[Date Prev][Date Next][Thread Prev][Thread Next][Date Index][Thread Index]

Emacs Lisp Quran parser (was: TashkeelHandler: A QT C++ Class)



Abdalla Alothman writes:
 > 
 > With #2, there would be no need to strip the diacritical marks from any
 > diacritically marked text, which eliminates the necessity to provide a
 > duplicated content to be the searching content while the marked text
 > becomes only the visible content.
 > 

I may be unfamiliar with string manipulation, but usually, when I see
duplicate contents I assume that it's there for efficiency
purposes. Just wondering, how does your algorithm compare in
performance when used for searching the whole Quran? (assume common
words or multiple aya search results ..etc)

To create the search text, I have previously used the following Emacs
Lisp regexp code to strip all harakat and tajweed marks:

(setq AyaData (replace-regexp-in-string "[^ﻱ-ﺀ ]" "" AyaData))

The results looks fine to me, but I might be missing a letter or
two..;-)

In any case, the above line was part of small Emacs Lisp script that
parses the Arabeyes Quran project XML data, and automatically creates
SQL calls to a new buffer.

I created this to learn lisp and to fill an SQL database for personal
use, but someone else may find it usefull.
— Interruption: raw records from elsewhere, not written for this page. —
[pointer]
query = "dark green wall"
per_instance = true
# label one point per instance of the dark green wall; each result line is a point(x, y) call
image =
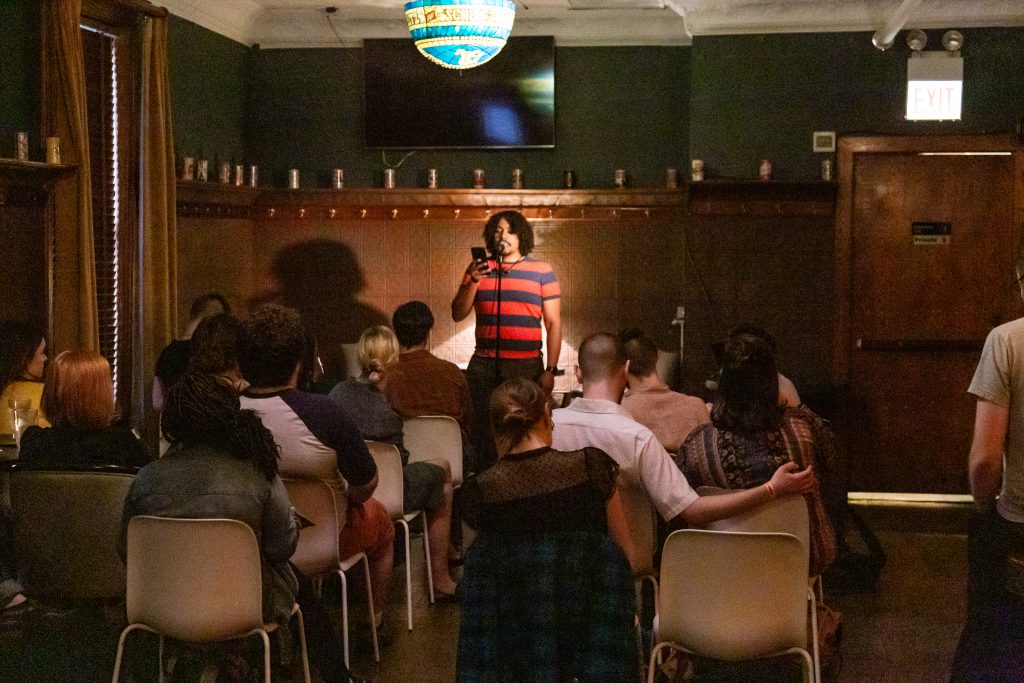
point(19, 76)
point(762, 96)
point(209, 77)
point(615, 108)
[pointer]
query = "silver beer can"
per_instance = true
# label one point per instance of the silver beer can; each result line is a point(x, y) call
point(23, 146)
point(826, 169)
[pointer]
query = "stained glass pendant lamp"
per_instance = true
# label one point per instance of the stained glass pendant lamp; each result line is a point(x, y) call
point(460, 34)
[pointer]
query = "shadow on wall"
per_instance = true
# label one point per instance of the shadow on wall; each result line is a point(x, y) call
point(322, 279)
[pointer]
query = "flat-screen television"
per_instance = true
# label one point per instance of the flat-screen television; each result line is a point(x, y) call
point(412, 102)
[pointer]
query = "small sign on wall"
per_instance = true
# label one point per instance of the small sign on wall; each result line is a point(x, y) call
point(930, 233)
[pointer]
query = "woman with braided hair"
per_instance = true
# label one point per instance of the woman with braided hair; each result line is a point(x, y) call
point(223, 463)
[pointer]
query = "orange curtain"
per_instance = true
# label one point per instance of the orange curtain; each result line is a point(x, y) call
point(74, 316)
point(158, 272)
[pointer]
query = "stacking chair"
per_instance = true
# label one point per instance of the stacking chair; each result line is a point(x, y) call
point(197, 581)
point(642, 521)
point(66, 526)
point(316, 554)
point(390, 488)
point(435, 437)
point(735, 596)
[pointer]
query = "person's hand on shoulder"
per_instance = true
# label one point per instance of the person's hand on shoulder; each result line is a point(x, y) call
point(788, 480)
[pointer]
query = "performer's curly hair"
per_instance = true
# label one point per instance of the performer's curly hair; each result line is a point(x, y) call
point(202, 410)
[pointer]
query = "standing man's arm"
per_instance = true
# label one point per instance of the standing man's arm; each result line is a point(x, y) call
point(985, 472)
point(553, 328)
point(463, 301)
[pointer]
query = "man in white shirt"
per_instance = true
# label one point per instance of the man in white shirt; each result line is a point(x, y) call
point(597, 420)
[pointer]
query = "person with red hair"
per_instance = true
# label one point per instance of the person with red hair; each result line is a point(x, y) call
point(78, 398)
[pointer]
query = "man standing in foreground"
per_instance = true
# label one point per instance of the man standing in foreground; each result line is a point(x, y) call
point(512, 295)
point(991, 645)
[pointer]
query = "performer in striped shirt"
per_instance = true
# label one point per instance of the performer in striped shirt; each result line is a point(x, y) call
point(517, 301)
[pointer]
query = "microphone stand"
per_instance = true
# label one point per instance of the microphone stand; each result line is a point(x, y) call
point(500, 258)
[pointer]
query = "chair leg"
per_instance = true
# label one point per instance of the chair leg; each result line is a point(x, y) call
point(302, 645)
point(426, 557)
point(344, 614)
point(266, 655)
point(370, 606)
point(409, 573)
point(813, 606)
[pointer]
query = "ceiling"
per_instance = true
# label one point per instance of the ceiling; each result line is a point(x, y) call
point(275, 24)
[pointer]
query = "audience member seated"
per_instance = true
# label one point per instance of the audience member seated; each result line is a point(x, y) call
point(422, 383)
point(23, 361)
point(427, 483)
point(215, 349)
point(78, 395)
point(751, 435)
point(787, 394)
point(546, 593)
point(672, 416)
point(317, 439)
point(173, 359)
point(223, 463)
point(596, 419)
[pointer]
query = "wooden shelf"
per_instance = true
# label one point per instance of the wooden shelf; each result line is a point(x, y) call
point(28, 182)
point(216, 200)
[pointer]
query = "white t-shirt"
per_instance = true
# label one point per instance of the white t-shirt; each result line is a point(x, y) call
point(999, 379)
point(643, 462)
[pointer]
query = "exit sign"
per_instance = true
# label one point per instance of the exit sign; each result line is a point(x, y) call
point(934, 87)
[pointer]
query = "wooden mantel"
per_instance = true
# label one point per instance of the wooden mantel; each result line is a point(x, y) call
point(206, 199)
point(27, 182)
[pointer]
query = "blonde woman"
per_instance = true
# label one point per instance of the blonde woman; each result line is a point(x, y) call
point(78, 396)
point(427, 484)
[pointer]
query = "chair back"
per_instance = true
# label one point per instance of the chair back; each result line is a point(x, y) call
point(66, 526)
point(435, 437)
point(316, 552)
point(642, 522)
point(733, 595)
point(783, 515)
point(390, 485)
point(194, 580)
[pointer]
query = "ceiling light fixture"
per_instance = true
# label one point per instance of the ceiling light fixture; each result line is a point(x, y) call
point(460, 34)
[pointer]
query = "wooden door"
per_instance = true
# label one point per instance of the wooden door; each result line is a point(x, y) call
point(921, 306)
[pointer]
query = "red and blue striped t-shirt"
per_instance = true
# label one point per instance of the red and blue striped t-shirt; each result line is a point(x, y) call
point(525, 286)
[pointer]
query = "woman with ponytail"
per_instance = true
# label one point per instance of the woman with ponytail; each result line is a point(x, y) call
point(223, 463)
point(427, 484)
point(547, 588)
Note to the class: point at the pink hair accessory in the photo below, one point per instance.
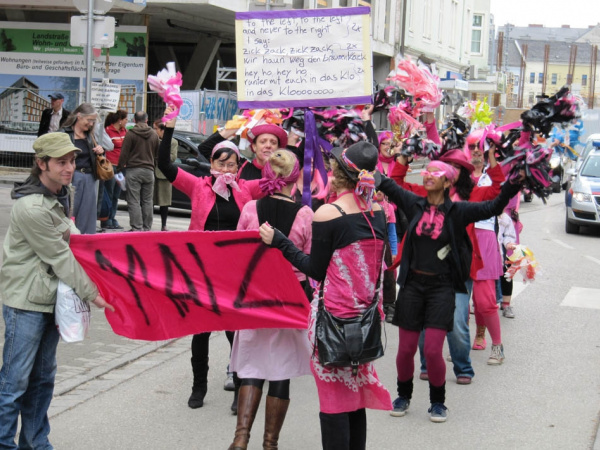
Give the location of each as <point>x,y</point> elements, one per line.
<point>225,144</point>
<point>271,182</point>
<point>221,182</point>
<point>166,84</point>
<point>449,171</point>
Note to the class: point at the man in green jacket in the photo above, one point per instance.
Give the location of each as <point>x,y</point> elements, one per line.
<point>36,255</point>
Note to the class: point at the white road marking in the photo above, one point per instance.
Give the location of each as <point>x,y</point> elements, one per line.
<point>591,258</point>
<point>582,298</point>
<point>562,244</point>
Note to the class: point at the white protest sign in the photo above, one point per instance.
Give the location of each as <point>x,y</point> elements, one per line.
<point>299,58</point>
<point>106,96</point>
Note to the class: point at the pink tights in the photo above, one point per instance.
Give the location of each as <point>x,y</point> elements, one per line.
<point>405,360</point>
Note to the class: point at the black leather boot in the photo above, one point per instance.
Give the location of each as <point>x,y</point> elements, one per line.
<point>199,388</point>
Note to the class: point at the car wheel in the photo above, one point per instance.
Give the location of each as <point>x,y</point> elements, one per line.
<point>571,228</point>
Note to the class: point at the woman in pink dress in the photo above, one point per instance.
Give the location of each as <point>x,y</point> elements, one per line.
<point>271,354</point>
<point>346,258</point>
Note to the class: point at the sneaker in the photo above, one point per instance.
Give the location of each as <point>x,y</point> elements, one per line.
<point>508,312</point>
<point>438,413</point>
<point>497,356</point>
<point>400,406</point>
<point>229,385</point>
<point>463,380</point>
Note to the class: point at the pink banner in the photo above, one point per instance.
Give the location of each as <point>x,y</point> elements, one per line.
<point>169,285</point>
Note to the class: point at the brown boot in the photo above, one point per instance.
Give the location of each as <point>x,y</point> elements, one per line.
<point>248,401</point>
<point>479,342</point>
<point>274,417</point>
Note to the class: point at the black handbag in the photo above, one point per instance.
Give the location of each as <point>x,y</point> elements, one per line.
<point>348,342</point>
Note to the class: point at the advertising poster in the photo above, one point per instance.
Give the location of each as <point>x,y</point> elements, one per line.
<point>37,60</point>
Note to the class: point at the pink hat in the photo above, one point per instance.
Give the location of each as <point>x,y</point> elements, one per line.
<point>269,128</point>
<point>457,156</point>
<point>450,172</point>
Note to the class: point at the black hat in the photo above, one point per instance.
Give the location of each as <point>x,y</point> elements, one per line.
<point>363,155</point>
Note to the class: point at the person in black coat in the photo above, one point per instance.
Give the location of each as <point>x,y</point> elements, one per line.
<point>436,260</point>
<point>47,125</point>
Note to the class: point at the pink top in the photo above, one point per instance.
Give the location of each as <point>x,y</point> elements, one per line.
<point>203,198</point>
<point>300,234</point>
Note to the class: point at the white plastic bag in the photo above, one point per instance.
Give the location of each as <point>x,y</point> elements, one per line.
<point>121,180</point>
<point>71,314</point>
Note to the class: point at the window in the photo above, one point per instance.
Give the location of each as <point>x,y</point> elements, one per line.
<point>476,33</point>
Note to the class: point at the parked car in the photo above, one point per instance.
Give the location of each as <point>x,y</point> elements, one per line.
<point>560,164</point>
<point>583,197</point>
<point>188,159</point>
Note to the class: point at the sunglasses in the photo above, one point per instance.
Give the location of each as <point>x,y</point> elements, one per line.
<point>437,173</point>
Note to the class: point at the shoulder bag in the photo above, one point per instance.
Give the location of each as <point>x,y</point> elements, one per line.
<point>349,342</point>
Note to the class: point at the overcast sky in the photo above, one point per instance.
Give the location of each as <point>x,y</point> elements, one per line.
<point>550,13</point>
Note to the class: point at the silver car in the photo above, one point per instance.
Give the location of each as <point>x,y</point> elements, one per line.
<point>583,197</point>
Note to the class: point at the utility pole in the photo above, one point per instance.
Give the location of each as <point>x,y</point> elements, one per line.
<point>89,69</point>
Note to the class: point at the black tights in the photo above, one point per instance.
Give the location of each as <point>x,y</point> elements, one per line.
<point>279,389</point>
<point>200,344</point>
<point>344,431</point>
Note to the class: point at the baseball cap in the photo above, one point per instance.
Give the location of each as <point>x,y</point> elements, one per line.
<point>54,145</point>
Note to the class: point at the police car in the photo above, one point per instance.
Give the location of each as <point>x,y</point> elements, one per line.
<point>583,197</point>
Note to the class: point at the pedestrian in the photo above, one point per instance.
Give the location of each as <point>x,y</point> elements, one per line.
<point>138,154</point>
<point>80,128</point>
<point>276,355</point>
<point>346,256</point>
<point>115,126</point>
<point>463,189</point>
<point>484,280</point>
<point>436,262</point>
<point>54,117</point>
<point>36,257</point>
<point>212,210</point>
<point>508,239</point>
<point>162,186</point>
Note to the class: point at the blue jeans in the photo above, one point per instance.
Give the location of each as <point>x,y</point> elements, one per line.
<point>459,339</point>
<point>114,191</point>
<point>27,378</point>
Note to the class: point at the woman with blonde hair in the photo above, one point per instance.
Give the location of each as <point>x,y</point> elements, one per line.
<point>346,259</point>
<point>275,355</point>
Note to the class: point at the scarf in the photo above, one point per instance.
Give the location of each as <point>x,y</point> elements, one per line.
<point>221,182</point>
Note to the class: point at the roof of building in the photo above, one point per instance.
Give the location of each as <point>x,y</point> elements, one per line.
<point>542,33</point>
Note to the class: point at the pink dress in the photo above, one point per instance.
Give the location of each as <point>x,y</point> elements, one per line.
<point>349,288</point>
<point>274,354</point>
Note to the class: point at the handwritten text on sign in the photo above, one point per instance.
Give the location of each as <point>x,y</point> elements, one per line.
<point>169,285</point>
<point>303,57</point>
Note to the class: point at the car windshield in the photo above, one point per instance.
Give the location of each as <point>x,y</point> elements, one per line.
<point>196,139</point>
<point>591,168</point>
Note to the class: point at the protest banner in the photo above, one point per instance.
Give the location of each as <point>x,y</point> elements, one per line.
<point>169,285</point>
<point>301,58</point>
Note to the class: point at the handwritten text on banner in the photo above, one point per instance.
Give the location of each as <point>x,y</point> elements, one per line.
<point>169,285</point>
<point>303,57</point>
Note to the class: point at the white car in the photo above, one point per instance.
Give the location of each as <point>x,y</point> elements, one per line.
<point>583,197</point>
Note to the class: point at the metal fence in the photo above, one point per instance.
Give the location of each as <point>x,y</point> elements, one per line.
<point>22,104</point>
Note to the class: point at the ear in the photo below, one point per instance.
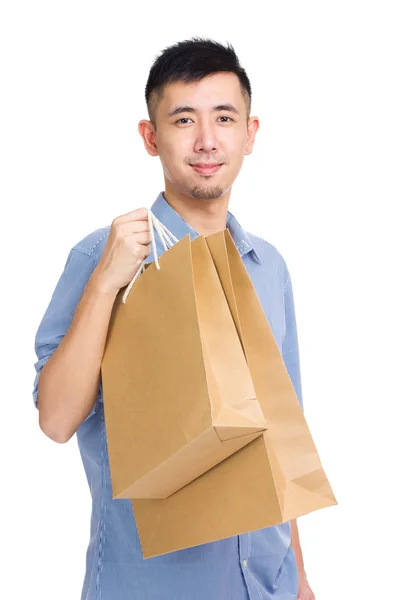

You can modify the
insert-string in printf like syntax for different output styles.

To use, just evaluate or put in your .emacs file (then restart
emacs). Visit the file quran.ar.xml and run the function.

Salaam,
Thamer Mahmoud


;; Function: quran-extract-data
;; Author: Thamer Mahmoud <thamer at newkuwait dot org>
;; Keywords: Arabic, Quran, Arabeyes
;; License: GPL
;; Copyright (C) 2005 Thamer Mahmoud

;; Code

(defun quran-extract-data ()
  "Converts Arabeyes quran project XML data in current buffer to
a formatted string in a new buffer.  Will also generate a last
aya number for each sura and a searchtext if none found.  Modify
the insert-string call below for different output
styles (printf-like)"

  (interactive)

  ;; Set header and footer content
  (defvar quran-header-text "BEGIN;\n" 
    "Insert this string at the start of Quran buffer")
  (defvar quran-footer-text "COMMIT;\n" 
    "Insert this string at the end of Quran buffer")

  (let ((tempbuf (get-buffer-create "Quran-temp")) 
	SuraNum SuraName AyaNum AyaData AyaDataEx 
	AyaLastNum sura-point)

    ;; Insert header
    (save-excursion
      (set-buffer tempbuf)
      (insert-string quran-header-text))

    ;; Iterate on every sura
    (save-excursion
      (while (re-search-forward "<sura.id=\"\\([0-9]*\\)\".name=\"\\(.*\\)\">"
				(point-max) t)
	(setq SuraNum (match-string 1))
	(setq SuraName (match-string 2))

	;; Get next sura limit and last aya number	    
	(save-excursion
	  (search-forward "sura")
	  (setq sura-point (point)))
	(save-excursion
	  (setq AyaLastNum 0)
	  (while (search-forward "aya id" sura-point t)
	    (setq AyaLastNum (1+ AyaLastNum))))

	;; Go over all the ayat
	(while (re-search-forward "<aya.id=\"\\([0-9]*\\)\">" sura-point t)
	  (setq AyaNum (match-string 1))
	  (message "Now processing Aya: %s from Sura: %s" AyaNum SuraNum)
	  (if (re-search-forward  "<searchtext>\\(.*\\)\n?</searchtext>" sura-point t)
	      (setq AyaData (match-string 1))
	    (setq AyaData nil))
	  (re-search-forward  "<qurantext>\\(.*\\)\n?</qurantext>" sura-point t)
	  (setq AyaDataEx (match-string 1))

	  ;; If no searchtext found, automatically create one from the
	  ;; quran text.  The search data is created by striping all
	  ;; harakat and keeping only elements in the range:
	  ;; [U+0621->U+064A]
	  (if (null AyaData)
	      (progn 
		(setq AyaData AyaDataEx)

		;; FIXIT: This lacks efficiency big time! Replace
		;; characters in buffer instead of a single string.
 		(setq AyaData (replace-regexp-in-string "[^ﻱ-ﺀ ]" "" AyaData))))

	  ;; Insert formated data in a new buffer
	  (save-excursion
	    (set-buffer tempbuf)

	    ;; For Example: This insert-string will insert SQL
	    ;; commands in the new buffer
	    (insert-string 
	     (format 
	"INSERT INTO ht VALUES(%s, '%s', %s, '%s', '%s', %s);\n"
		SuraNum SuraName AyaNum AyaData AyaDataEx AyaLastNum))))))

    ;; Insert footer
    (save-excursion
      (set-buffer tempbuf)
      (insert-string quran-footer-text))

    ;; Display the result buffer
    (switch-to-buffer tempbuf)))

;; End